Turkey
What You Should Never Lose
Mar 23, 2006

Serhan Cevik (London)

Credibility — the most valuable asset of policymakers — is difficult to gain but easy to lose.   Appointing new governor and vice governors to the Central Bank of Turkey has turned into a mysterious political game that, in our view, is a blow to institutional credibility of the central bank and raises doubts about the government’s commitment to the independence of the central bank.   Even though the term of the last governor, Sureyya Serdengecti, expired on March 14 and three out of four vice governors have also resigned, we still do not know the new management of the most important institution for the economy and financial markets. The awkward tradition of leaving such critical decisions until the last moment is no excuse, in our view, in today’s increasingly risk-averse global environment and, especially, in light of Turkey’s aspiration for further institutional advancement.   All in all, we do not expect major policy changes, but we believe the way the government has handled the appointment process threatens the perceived independence of monetary policy and the resulting uncertainty may actually delay the expected reduction in interest rates.

Fuelling uncertainty, when global financial markets are already tense, hurts the Turkish economy. Turkey has come a long way in terms of normalising the macroeconomic landscape and improving public finances. Indeed, above-trend income growth and rapid disinflation, thanks to prudent policies and structural reforms, have even started delivering socio-economic improvements. However, becoming a ‘normal’ country is the easiest part of the ultimate goal of achieving real convergence (see After Normalisation, February 27, 2006). In order to keep the economy on a welfare-enhancing path, the authorities must focus more on microeconomic adjustments as well as maintaining macroeconomic stability. This is a challenging task that is becoming even more difficult as higher interest rates in developed countries reduce investors’ appetite of riskier assets. Although today’s Turkey is far less vulnerable to the unwinding of leveraged positions in global capital markets, the country still has a long way to go towards achieving price stability and lowering real interest rates to a less distortionary level. That, in our opinion, requires fiscal discipline and an unscathed record of an independent central bank with a mandate to focus exclusively on price stability.

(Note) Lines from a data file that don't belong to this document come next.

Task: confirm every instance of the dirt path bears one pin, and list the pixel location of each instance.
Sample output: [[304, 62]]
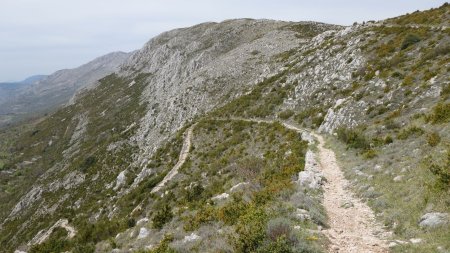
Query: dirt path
[[183, 155], [353, 228], [352, 222]]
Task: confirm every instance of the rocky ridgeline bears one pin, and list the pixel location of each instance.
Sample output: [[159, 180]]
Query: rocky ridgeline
[[194, 70]]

Turkey is in a pivotal moment, facing critical post-stabilisation challenges. Fiscal consolidation has no doubt played a critical role in ending Turkey’s self-fulfilling inflation process and improving the effectiveness of monetary policy. However, the government’s commitment to multi-year fiscal programming is just one of the underpinnings of disinflation. Along with a variety of structural changes, the increased institutional independence of the central bank has enhanced policy credibility, better anchored inflation expectations to ambitious targets, and thereby led to a significant reduction in the country’s risk premium. Accordingly, any challenge, however insignificant, to the central bank’s institutional credibility would now bring about an adverse shift in expectations and consequently an increase in real interest rates. The Turkish economy already faces new policy challenges, as the influence of macroeconomic normalisation fades away, and the last thing it needs is a credibility crisis.

Turkey’s economy and financial markets need policy consistency and greater transparency. In a country, like Turkey, with a record of macroeconomic instability, the central bank’s legal and de facto independence is sine qua non to gain credibility. As Turkey’s own experience shows, an unambiguous political commitment to bolstering the credibility of monetary policy and achieving price stability minimises the cost of adjustment and raises the economy’s actual and potential growth rates. This is not to suggest that there should be no bureaucratic changes. On the contrary, we believe that a better working relationship between economic institutions would improve the end results. However, with the adoption of inflation targeting, the stakes are now much higher and, in spite of the better-than-expected accomplishment on the inflation front, Turkey is yet to achieve price stability. This is why, given that de-dollarisation remains incomplete and the composition of capital inflows is still susceptible to increasing volatility, Turkey’s economy and financial markets need policy consistency and greater transparency.